Cave Painting: This is the oldest image in the world

Researchers have dated drawings in limestone caves on Borneo.
 Among them is a more than 40,000-year-old image of an unrecognizable animal. Presumably, the author drew a cattle.
 There are sometimes thousands of years between the individual pictures.

            
        

    

                        
    
    Is it the image of a cow? Australian and Indonesian researchers have come to the conclusion that the world's oldest figurative representation is in a cave on the Indonesian island of Borneo. The reddish-orange drawing of an unrecognizable animal is at least 40,000 years old, writes the team around Maxime Aubert from Griffith University in Gold Coast in the journal Nature.

    
    
        
        
    

                        
    
    Already much earlier, drawings were created that merely depict symbols. Only in September had Norwegian researchers reported in Nature on the discovery of possibly the oldest human drawing. So they found a hashtag-like pattern of ocher-colored lines on a stone in a cave in South Africa. The sign was created about 73 000 years ago.

    
    
        
        
    

                        
    
    The murals in the limestone caves of the Indonesian province of East Kalimantan have been known for more than two decades. So far her age could not be determined. The Griffith University researchers now divide the thousands of images into several phases: The oldest are therefore reddish-orange drawings of animals and hand outlines in the cave Lubang Jeriji Saléh. One of the hand outlines was created according to the study already up to 51 800 years ago.

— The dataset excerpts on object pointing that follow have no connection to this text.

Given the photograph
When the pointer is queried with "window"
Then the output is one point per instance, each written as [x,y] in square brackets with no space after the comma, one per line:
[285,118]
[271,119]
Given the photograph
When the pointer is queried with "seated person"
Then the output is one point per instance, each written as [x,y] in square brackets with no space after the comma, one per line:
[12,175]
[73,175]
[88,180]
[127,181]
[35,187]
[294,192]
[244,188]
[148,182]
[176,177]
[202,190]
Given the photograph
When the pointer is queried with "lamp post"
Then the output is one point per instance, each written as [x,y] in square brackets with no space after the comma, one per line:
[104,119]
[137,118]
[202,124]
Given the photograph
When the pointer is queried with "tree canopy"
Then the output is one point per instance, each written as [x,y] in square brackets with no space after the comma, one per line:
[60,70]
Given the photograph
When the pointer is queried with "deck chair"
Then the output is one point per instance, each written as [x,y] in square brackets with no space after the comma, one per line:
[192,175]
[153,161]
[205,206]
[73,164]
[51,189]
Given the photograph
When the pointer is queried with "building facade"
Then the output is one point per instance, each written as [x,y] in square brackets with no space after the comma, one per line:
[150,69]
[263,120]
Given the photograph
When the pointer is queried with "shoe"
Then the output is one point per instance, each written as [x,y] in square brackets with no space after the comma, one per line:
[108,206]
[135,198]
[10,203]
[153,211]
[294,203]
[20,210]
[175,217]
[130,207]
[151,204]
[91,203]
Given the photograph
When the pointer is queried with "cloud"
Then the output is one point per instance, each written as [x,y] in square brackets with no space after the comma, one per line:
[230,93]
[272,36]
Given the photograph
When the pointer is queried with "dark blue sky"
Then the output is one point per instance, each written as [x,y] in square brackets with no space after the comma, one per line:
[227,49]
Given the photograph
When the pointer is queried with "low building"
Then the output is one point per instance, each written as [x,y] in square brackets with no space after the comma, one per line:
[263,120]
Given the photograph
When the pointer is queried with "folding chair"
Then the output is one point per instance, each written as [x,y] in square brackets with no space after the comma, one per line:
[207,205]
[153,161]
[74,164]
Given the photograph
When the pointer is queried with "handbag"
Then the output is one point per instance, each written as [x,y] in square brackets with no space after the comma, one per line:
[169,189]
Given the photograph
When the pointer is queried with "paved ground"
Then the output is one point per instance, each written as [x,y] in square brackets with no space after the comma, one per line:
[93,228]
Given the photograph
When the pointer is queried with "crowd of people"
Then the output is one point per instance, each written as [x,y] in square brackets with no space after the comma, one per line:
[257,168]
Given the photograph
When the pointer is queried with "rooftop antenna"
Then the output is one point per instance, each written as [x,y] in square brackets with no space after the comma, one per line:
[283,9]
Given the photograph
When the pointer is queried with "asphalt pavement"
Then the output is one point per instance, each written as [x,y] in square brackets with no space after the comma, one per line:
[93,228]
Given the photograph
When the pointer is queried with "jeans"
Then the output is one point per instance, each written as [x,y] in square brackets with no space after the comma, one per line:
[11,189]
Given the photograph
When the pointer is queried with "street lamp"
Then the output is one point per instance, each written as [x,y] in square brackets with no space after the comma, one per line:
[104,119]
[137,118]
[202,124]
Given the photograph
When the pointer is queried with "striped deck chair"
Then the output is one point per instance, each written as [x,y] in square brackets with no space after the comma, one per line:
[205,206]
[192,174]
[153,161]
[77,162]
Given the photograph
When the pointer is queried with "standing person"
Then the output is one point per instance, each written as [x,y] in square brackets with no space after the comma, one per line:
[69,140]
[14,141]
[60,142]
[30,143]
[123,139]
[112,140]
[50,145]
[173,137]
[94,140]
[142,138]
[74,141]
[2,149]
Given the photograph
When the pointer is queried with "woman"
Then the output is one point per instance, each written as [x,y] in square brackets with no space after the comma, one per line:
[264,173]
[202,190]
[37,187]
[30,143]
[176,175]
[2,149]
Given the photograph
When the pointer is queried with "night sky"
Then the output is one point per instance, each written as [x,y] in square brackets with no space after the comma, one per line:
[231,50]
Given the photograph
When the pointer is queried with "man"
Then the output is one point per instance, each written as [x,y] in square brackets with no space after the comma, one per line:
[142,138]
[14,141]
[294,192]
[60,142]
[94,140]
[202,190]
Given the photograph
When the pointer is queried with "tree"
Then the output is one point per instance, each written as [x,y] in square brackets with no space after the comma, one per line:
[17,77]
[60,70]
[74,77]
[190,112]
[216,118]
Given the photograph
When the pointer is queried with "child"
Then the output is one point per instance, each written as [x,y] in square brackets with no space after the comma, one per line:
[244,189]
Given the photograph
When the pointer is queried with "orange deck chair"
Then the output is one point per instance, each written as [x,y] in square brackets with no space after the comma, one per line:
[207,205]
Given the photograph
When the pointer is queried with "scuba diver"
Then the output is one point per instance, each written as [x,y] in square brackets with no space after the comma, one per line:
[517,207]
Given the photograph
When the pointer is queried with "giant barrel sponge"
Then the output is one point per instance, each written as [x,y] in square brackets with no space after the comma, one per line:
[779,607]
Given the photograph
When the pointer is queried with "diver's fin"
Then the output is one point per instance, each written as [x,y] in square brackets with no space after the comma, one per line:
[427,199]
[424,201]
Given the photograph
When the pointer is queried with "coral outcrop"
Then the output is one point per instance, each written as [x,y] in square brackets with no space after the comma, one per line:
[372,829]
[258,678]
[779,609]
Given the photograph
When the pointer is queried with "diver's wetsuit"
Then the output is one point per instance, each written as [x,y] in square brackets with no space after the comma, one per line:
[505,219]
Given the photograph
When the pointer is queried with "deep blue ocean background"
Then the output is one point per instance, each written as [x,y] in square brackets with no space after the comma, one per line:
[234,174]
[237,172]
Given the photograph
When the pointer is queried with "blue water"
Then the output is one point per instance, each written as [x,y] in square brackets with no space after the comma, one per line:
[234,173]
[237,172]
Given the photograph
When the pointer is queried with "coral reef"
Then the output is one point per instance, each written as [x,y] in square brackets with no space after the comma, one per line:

Some hand outlines in the limestone caves are painted with mulberry color.
        
            (Photo: Kinez Riza / dpa)
        
    Significantly younger are paintings with mulberry color. The researchers estimate that they are between 20,000 and 21,000 years old. There is already a cultural change to observe: The paintings with mulberry color represented no longer animals, but above all human life dar. In a third phase, the artists would then have increasingly used black dye and drawn figures, boats and geometric patterns.

Human figures also adorn cave walls.
        
            (Photo: Pindi Setiawan)
        
    
        
        
    

                
    
    To determine the age of the paintings, the researchers used the so-called uranium-thorium dating. In the process, the calcareous layer that has formed over the millennia on the paint is examined. Their age can be recognized by the extent to which the uranium isotopes they contain have decayed radioactively and transformed into thorium.

Sensitivity in the Stone Age
                
                
                
                    
                        Neanderthals are considered clumsy powerhouse. The early humans had a lot of tact.